Being healthy isn’t something reserved simply for those with a high bank balance. While you do have to invest in yourself, managing your weight, lowering stress levels, and treating your body well don’t have to take a toll on you, your work, or your family. In fact, some things, such as changing careers to lower your anxiety levels and learning how to cook at home, will positively impact everyone.
1. Focus on Nutrition
We live in a fast-moving world. Because of this, we often find that we don’t have the time to spend cooking each day. Unfortunately, this leads to prepackaged products and lengthy drive-through lines, both of which are a fast track to poor health. Because your diet largely influences your overall health, you have to commit to eating well. This might mean swapping sugary cereal for protein-packed eggs or spending a Sunday afternoon packing lunches for the next several days. An avocado burrito, chicken salad mason jar, or quinoa bowls are all easy-to-store alternatives to burgers and fries. Eating well is also a great way to give yourself the energy to get through the workday.
A quick note here: Don’t try and justify drive-through salad as healthy. CNBC notes that at least one popular fast-food chain hides more calories in their salads than they do their most seemingly unhealthy menu items.

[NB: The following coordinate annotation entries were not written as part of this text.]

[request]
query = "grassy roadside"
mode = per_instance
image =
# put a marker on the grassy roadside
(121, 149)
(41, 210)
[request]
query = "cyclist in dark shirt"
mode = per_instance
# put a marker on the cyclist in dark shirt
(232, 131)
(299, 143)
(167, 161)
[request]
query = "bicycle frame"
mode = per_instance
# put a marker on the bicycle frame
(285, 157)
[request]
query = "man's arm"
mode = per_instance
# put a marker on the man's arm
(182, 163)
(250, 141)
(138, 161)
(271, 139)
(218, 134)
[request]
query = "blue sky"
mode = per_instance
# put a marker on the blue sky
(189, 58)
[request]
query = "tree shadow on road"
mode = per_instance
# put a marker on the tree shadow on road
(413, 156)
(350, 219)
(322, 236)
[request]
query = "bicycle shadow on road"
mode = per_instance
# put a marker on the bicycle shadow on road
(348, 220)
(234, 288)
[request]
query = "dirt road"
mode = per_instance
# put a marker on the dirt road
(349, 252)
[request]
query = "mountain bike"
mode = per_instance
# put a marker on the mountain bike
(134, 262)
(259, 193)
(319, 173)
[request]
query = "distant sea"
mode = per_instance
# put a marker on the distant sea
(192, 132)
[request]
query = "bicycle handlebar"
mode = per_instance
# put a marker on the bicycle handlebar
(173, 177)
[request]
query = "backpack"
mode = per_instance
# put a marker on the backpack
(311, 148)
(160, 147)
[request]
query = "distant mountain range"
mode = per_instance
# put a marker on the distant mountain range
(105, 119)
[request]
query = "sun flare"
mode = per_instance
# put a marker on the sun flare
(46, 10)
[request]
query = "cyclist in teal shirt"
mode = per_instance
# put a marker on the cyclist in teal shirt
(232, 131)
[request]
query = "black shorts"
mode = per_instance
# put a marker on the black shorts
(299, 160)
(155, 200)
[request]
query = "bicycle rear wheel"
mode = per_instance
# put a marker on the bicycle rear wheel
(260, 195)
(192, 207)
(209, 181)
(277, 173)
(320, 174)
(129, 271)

2. Practice Stress Management
An area that some people don’t even consider when it comes to their health is their employment situation. Unfortunately, a toxic workplace can make you gain weight, sleep too little, and even compromise your immune system. If you notice any of these issues, or if you simply don’t want to go to work each day, it might be time to pursue a new career.
While this might sound like a stressful change in itself, you can go to school online while you continue to earn an income. And, chances are, there is a degree in the industry you wish to move into, whether it’s technology, criminal justice, healthcare, business, or education.
Remember, money isn’t everything, and there’s nothing wrong with taking a pay cut mid-career if it helps you meet your personal goals.
3. Move Your Body
If you’ve had bariatric surgery, you already know that exercise is crucial in helping you maintain your weight and muscle mass. But knowing the benefits and doing the work are two different things. Physical movement doesn’t have to come in the form of a regimented gym schedule. Even simple, play-like activities, such as swimming or throwing a frisbee with the kids, are excellent cardiovascular exercises that can improve your lung capacity, help you keep your weight down, improve your mood, and give you more energy. Strength training is also important, and lifting weights and working with resistance bands can help you stay flexible and tone your muscles. Talk to your healthcare provider about which types of exercises are safe in the days and weeks following bariatric surgery.
Tip: A leisurely hour-long walk five nights out of the week can help you burn enough calories to equate to a half-pound of fat loss.
Ultimately, everything you do matters, especially when you’re trying to lose weight and live a healthy life at home and on the job. From eating well to changing professional paths to reduce stress to exercising when you can, your actions are important. Small steps now can turn into significant progress. And, as the above illustrates, you don’t have to spend your life saving to enjoy the wealth of health you deserve.